Saat Abu Hurairah Ditanya Arti TakwaFiqhislam.com - Suatu ketika, Abu Hurairah ditanya oleh seseorang, ''Wahai Abu Hurairah, apakah yang dimaksud dengan takwa itu?'' Abu Hurairah tidak menjawab pertanyaan itu, tetapi memberikan satu ilustrasi.

''Pernahkah engkau melewati suatu jalan dan engkau melihat jalan itu penuh dengan duri? Bagaimana tindakanmu untuk melewatinya?'' Orang itu menjawab, ''Apabila aku melihat duri, maka aku menghindarinya dan berjalan di tempat yang tidak ada durinya, atau aku langkahi duri-duri itu, atau aku mundur.'' Abu Hurairah cepat berkata, ''Itulah dia takwa!'' (HR Ibnu Abi Dunya).

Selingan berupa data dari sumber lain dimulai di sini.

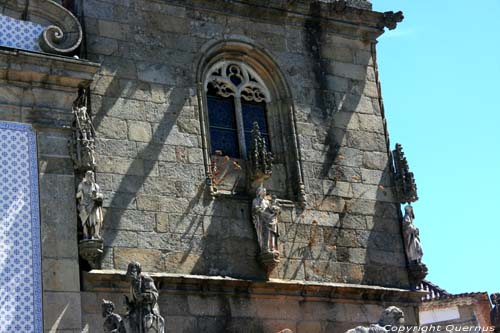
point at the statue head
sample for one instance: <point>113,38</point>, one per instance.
<point>107,308</point>
<point>134,270</point>
<point>409,211</point>
<point>261,191</point>
<point>392,316</point>
<point>89,176</point>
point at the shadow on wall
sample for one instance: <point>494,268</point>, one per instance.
<point>229,245</point>
<point>145,162</point>
<point>385,253</point>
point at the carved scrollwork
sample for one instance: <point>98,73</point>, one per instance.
<point>391,19</point>
<point>62,34</point>
<point>238,80</point>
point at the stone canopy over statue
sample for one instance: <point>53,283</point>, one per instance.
<point>90,200</point>
<point>142,303</point>
<point>265,209</point>
<point>411,237</point>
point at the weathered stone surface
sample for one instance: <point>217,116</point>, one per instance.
<point>139,131</point>
<point>150,259</point>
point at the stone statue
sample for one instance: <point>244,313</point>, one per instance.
<point>113,323</point>
<point>411,237</point>
<point>265,214</point>
<point>391,317</point>
<point>265,219</point>
<point>90,200</point>
<point>143,311</point>
<point>83,146</point>
<point>495,311</point>
<point>406,188</point>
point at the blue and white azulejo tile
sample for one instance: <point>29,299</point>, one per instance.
<point>20,261</point>
<point>19,34</point>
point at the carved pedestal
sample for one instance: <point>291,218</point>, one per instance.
<point>417,271</point>
<point>269,261</point>
<point>91,250</point>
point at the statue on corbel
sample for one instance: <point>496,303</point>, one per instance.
<point>406,192</point>
<point>88,194</point>
<point>265,208</point>
<point>143,315</point>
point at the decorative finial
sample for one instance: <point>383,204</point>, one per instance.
<point>406,188</point>
<point>261,158</point>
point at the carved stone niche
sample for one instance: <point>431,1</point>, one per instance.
<point>62,34</point>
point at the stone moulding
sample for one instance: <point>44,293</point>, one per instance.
<point>62,34</point>
<point>31,67</point>
<point>116,281</point>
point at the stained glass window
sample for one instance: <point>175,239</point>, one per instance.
<point>223,131</point>
<point>236,98</point>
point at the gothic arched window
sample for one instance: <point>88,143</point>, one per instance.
<point>236,98</point>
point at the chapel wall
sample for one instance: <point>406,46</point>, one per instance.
<point>150,161</point>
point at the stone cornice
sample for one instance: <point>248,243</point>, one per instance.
<point>347,17</point>
<point>62,34</point>
<point>22,66</point>
<point>115,281</point>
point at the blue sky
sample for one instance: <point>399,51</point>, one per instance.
<point>440,75</point>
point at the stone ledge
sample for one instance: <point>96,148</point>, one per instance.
<point>24,66</point>
<point>115,281</point>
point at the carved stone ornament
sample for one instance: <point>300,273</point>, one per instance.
<point>113,323</point>
<point>495,311</point>
<point>261,159</point>
<point>142,303</point>
<point>417,270</point>
<point>90,199</point>
<point>406,188</point>
<point>82,147</point>
<point>62,33</point>
<point>265,213</point>
<point>391,318</point>
<point>391,19</point>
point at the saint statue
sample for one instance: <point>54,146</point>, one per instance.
<point>495,311</point>
<point>265,214</point>
<point>411,237</point>
<point>113,323</point>
<point>90,198</point>
<point>143,310</point>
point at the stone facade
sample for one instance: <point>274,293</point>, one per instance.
<point>151,153</point>
<point>342,258</point>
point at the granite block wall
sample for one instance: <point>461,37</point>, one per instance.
<point>150,158</point>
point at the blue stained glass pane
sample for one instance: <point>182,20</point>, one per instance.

Kata takwa, menurut HAMKA dalam tafsirnya, Al-Azhar, diambil dari rumpun kata wiqayah yang berarti memelihara. Memelihara hubungan yang baik dengan Allah SWT. Memelihara jangan sampai terperosok kepada perbuatan yang tidak diridhai-Nya. Memelihara segala perintah-Nya supaya dapat dijalankan. Memelihara kaki jangan terperosok ke tempat yang penuh lumpur atau duri.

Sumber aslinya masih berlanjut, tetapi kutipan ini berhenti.